Corriere 5.10.17
Due leader troppo diversi
D’Alema e Pisapia divisi su tutto sin da quando il primo era presidente del Consiglio e decise l’intervento in Kosovo
di Aldo Cazzullo
«Non
dovete chiedere a Pisapia se candida me, dovete chiedere a me se
candido Pisapia». «Quando D’Alema faceva la guerra in Kosovo, io partivo
per il Kosovo a lavorare in un campo profughi».
Come Massimo
D’Alema e Giuliano Pisapia potessero essere il fondatore e il leader del
nuovo partito della sinistra, è un mistero che lo scontro di ieri ha
forse risolto: sono troppo diversi.
Troppo diverse le loro storie,
le loro idee della politica, dell’Italia, del mondo. Anche se il punto
di partenza è lo stesso: la primavera del 1949 (Pisapia è del 20 maggio,
D’Alema del 20 aprile).
Pisapia è figlio della borghesia milanese
delle professioni e dei diritti, che gli avversari definiscono radical
chic. Suo padre Gian Domenico era un avvocato importante, lui è un
avvocato importante («ineffabile» dice D’Alema). D’Alema è figlio del
partito. Suo padre Giuseppe fu mandato a dirigere la Resistenza nel
Ravennate, al posto di capi partigiani che erano stati fucilati; ma la
vera comunista togliattiana era la madre, donna forte e asciutta («io
somiglio a mamma»). Pisapia ha avuto come insegnante di religione al
Berchet don Giussani ma è cresciuto nel mito di don Milani: «Andai a
Barbiana per incontrarlo, era già molto malato. Dormo con la Lettera a
una professoressa sul comodino, sul leggìo in salotto tengo un altro suo
libro: L’obbedienza non è più una virtù ». D’Alema è cresciuto
all’ombra di Berlinguer, gli ha anche dedicato un saggio, A Mosca
l’ultima volta , in cui il segretario prima di morire confida al futuro
successore i tre segreti del socialismo reale: «“I dirigenti mentono.

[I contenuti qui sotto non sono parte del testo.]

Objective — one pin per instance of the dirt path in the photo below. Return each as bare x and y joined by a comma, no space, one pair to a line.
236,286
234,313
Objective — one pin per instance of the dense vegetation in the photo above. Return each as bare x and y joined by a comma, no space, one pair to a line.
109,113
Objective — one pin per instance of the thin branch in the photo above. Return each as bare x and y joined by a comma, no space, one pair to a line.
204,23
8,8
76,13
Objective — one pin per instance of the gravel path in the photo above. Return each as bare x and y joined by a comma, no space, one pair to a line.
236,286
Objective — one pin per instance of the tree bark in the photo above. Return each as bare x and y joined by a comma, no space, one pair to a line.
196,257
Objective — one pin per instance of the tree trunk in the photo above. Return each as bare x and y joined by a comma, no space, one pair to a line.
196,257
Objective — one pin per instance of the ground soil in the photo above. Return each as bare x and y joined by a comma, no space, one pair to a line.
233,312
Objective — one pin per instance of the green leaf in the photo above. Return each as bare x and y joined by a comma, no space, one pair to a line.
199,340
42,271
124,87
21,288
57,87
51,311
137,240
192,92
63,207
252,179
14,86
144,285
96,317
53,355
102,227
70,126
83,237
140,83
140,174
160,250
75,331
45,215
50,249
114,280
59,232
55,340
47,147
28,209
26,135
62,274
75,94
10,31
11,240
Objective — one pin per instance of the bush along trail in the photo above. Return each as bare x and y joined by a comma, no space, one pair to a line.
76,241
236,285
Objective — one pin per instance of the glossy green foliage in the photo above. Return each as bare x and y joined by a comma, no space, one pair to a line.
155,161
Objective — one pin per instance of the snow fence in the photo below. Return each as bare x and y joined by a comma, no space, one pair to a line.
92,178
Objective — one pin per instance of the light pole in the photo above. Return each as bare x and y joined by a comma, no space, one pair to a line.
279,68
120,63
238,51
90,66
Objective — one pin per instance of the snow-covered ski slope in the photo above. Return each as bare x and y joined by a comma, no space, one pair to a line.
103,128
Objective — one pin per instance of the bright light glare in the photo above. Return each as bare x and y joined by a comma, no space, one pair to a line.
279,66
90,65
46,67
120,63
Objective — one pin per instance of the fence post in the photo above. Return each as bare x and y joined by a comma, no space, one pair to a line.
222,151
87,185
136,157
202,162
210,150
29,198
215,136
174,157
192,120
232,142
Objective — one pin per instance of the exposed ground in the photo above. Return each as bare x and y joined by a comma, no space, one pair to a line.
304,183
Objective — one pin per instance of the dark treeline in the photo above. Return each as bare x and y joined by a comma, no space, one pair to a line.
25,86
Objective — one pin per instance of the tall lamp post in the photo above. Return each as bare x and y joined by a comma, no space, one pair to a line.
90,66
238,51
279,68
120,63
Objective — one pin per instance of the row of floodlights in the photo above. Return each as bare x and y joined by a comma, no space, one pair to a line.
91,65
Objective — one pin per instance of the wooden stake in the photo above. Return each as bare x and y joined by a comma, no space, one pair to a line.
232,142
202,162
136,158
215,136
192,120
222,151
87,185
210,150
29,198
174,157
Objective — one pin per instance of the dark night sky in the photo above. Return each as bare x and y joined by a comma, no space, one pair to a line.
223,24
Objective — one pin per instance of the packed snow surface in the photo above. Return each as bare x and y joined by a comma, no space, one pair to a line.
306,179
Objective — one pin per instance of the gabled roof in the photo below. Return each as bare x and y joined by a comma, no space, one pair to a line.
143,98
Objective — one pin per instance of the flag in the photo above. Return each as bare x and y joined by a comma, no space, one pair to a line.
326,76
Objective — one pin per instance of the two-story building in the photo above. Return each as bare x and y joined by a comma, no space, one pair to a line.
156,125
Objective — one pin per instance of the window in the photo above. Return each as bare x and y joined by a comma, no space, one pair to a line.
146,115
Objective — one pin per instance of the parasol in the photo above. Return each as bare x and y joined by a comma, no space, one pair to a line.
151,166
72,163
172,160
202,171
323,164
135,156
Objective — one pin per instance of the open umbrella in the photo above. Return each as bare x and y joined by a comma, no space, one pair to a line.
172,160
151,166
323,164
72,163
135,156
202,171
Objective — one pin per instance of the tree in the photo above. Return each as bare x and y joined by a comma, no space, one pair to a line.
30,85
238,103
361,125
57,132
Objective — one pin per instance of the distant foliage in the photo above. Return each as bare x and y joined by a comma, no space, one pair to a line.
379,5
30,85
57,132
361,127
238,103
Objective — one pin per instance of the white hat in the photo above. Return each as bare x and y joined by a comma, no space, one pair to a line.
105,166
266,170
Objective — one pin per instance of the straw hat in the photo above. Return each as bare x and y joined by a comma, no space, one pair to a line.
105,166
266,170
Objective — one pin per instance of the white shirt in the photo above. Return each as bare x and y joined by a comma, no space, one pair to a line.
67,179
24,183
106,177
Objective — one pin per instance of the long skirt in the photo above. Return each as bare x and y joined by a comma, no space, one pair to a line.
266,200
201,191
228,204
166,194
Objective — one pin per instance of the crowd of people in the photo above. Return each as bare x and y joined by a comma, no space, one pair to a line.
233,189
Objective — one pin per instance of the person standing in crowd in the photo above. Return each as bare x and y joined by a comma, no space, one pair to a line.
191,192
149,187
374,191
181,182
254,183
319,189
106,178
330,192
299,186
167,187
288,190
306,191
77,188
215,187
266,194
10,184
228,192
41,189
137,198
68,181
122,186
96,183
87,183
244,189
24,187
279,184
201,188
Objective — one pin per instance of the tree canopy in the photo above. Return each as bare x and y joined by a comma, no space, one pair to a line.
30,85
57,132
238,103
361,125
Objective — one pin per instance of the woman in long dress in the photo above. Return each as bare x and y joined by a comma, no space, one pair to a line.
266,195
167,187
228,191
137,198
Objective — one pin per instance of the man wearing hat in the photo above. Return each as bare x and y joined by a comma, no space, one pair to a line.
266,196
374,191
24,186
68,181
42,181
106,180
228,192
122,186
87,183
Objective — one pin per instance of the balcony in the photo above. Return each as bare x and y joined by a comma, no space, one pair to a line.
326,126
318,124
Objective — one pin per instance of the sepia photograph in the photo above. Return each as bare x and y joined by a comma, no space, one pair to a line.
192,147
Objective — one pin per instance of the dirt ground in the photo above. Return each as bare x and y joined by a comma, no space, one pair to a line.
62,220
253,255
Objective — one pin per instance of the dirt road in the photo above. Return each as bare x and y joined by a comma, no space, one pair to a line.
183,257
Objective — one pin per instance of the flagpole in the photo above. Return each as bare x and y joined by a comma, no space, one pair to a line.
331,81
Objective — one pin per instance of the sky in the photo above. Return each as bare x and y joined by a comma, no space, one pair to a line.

Sempre, anche quando non sarebbe necessario. L’agricoltura non funziona.
Mai, in nessuno di questi Paesi. E le caramelle hanno sempre la carta
attaccata”. E fece con le dita il gesto di stropicciarsele, come se
dovesse liberarsi appunto di una carta appiccicosa». Ma prima ancora
D’Alema aveva conosciuto e ammirato Togliatti: aveva dieci anni, era il
capo dei pionieri del partito, e il Migliore lo autorizzò a occupare con
i compagni una sezione del Pci per farne la loro sede, «se necessario
forzando la porta con un piede di porco» (il piccolo Massimo pensò a una
zampa di suino. Non ci sono conferme invece della leggenda secondo cui
Togliatti, incantato di fronte a un suo precoce discorso, avrebbe detto:
«Non è un bambino, è un nano»). In quegli anni, il piccolo Giuliano era
negli scout.
Insomma: Pisapia nasce uomo di movimenti; D’Alema
uomo di partito. Ma il vero scontro l’ebbero quando cadde Prodi e il
primo postcomunista entrò a Palazzo Chigi. Rifondazione, nei cui scranni
sedeva Pisapia, si divise; e lui prima negò la fiducia al governo
D’Alema «fondato sul trasformismo», poi avversò il suo gesto
politicamente più impegnativo, l’intervento contro la Serbia di
Miloševic.
Ora l’uomo che li separa è Renzi. Pisapia non gli è
pregiudizialmente ostile. Ha votato Sì al referendum . Ha proposto un
accordo con il Pd in Sicilia. Sostiene la necessità di allearsi alle
prossime elezioni, che per il centrosinistra saranno difficilissime.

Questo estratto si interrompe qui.